Basically, it's all bullshit. None of it holds together. (The psychologist in question has the nerve to call Richard Dawkins' and Daniel Dennett's views "simplistic". One wonders how much of The Selfish Gene or The Intentional Stance he actually understood.) There's a difference between believing in the supernatural and believing in something irrational. There's a difference between believing in the irrational and believing in value. And nothing about the supernatural, the irrational, or value will undercut evolutionary biology's explanatory prowess when it comes to biology. (I should note that it's a lousy theory of why people value their wedding rings because it's not a theory about why people value their wedding rings.)

8 comments:

undergroundman said...

The man has some better points than you might think. Last year I was hoping for the secular revolution, but now I'm wondering if it will ever happen, as I read more and more about the worldwide religious revival. There is a strange peace to belief in God. Freud didn't call religion the opiate of the masses for no reason.

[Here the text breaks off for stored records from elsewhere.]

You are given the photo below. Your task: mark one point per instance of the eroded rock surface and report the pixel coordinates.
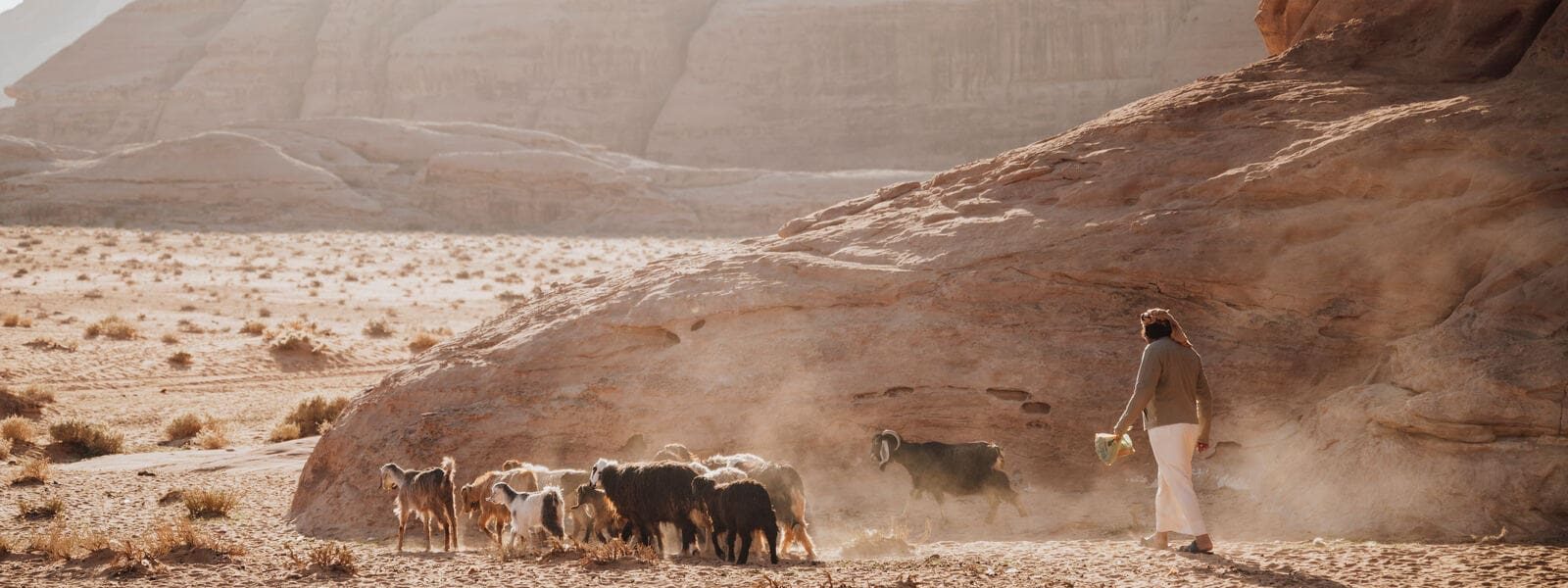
(1364, 235)
(775, 85)
(397, 174)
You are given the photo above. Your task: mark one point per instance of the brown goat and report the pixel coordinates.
(427, 494)
(470, 499)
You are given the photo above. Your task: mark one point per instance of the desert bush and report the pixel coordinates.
(325, 559)
(290, 341)
(25, 402)
(214, 436)
(310, 415)
(86, 438)
(33, 469)
(422, 341)
(18, 430)
(60, 543)
(378, 328)
(206, 504)
(146, 554)
(284, 431)
(184, 427)
(112, 326)
(51, 509)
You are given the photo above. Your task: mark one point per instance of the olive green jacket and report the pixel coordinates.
(1172, 389)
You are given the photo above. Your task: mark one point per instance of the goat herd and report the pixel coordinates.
(733, 496)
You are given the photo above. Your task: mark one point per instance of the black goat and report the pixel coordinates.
(648, 494)
(739, 509)
(788, 493)
(938, 469)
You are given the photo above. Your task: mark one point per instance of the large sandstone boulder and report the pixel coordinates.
(400, 174)
(775, 85)
(35, 30)
(1369, 259)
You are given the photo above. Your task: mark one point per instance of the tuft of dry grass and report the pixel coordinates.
(86, 438)
(209, 504)
(311, 415)
(282, 431)
(28, 510)
(112, 326)
(214, 436)
(60, 543)
(378, 328)
(184, 427)
(33, 469)
(422, 341)
(27, 402)
(331, 559)
(44, 344)
(18, 430)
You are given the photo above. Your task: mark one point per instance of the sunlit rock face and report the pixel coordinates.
(1364, 235)
(778, 85)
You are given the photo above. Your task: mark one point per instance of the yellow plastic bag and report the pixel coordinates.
(1109, 447)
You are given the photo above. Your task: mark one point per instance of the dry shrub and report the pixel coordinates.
(378, 328)
(62, 543)
(422, 341)
(329, 559)
(28, 402)
(86, 438)
(310, 415)
(112, 326)
(33, 469)
(18, 430)
(872, 545)
(214, 436)
(169, 540)
(290, 341)
(282, 431)
(616, 551)
(30, 510)
(209, 504)
(44, 344)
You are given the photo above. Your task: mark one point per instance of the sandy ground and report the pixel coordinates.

People do value things for irrational reasons. People do make irrational decisions all the time. My view is that its mainly genetic.

ADHR said...

That there's "peace" to belief in stupid things doesn't make the belief rational, nor does it make it valuable.

Furthermore, it's Marx. And he meant "opiate" as in anaesthetic: religion makes the masses numb to things that really matter.

Blaming human irrationality on genetics is a naturalized version of an old fallacy. Just because people do it doesn't make it natural; just because it happens a lot doesn't make it natural. And, of course, just because it happens a lot doesn't make it one jot less irrational nor more genuinely valuable.

undergroundman said...

Of course, the psychologist wouldn't argue with you as to whether it's valuable or rational. The question is whether we will ever completely shake the belief in irrationality. People persist in irrationality despite intense pressure by the greatest minds of history to change them (look at religion in Communist countries). If environmental influences aren't pushing them there, then we have to conclude that it's a genetic inclination. There's simply nothing else that dictates people's actions. Whether that genetic inclination can be overcome by increasing pressure from philosophy, science, and popular opinion is up for debate (but if people are simply swayed by the popular opinion, then they're still irrational).

What Marx meant when he said opiate can be debated, but it really doesn't matter. Sounds like he was using it pejoratively like Nietzsche would have, but Nietzsche might have gone one further and said that excess philosophizing has also made people numb to things that really matter. It makes more sense to me to think of religion as an addiction: it's incredibly pleasurable and hard to kick.

If people were inclined towards secularism, they would have done it by now. The evidence for it is overwhelming. Instead, many religions are exploding in popularity all across the world. The shift in Europe towards secularism seems to indicate that the majority (the sheep) will shift to the dominant philosophy of the time and the region (as I pointed out, an irrational belief). Most people, genetically, are not inclined towards philosophy and philosophical topics. Across history we've had a relatively consistent and small percentage of the population interested in philosophy, with perhaps a few rare exceptions.

undergroundman said...

Just read the article for the first time - yeah, I can be irrational.

I'd agree with Dawkins that there are basically two types of people in the world (though it's likely more complicated than that).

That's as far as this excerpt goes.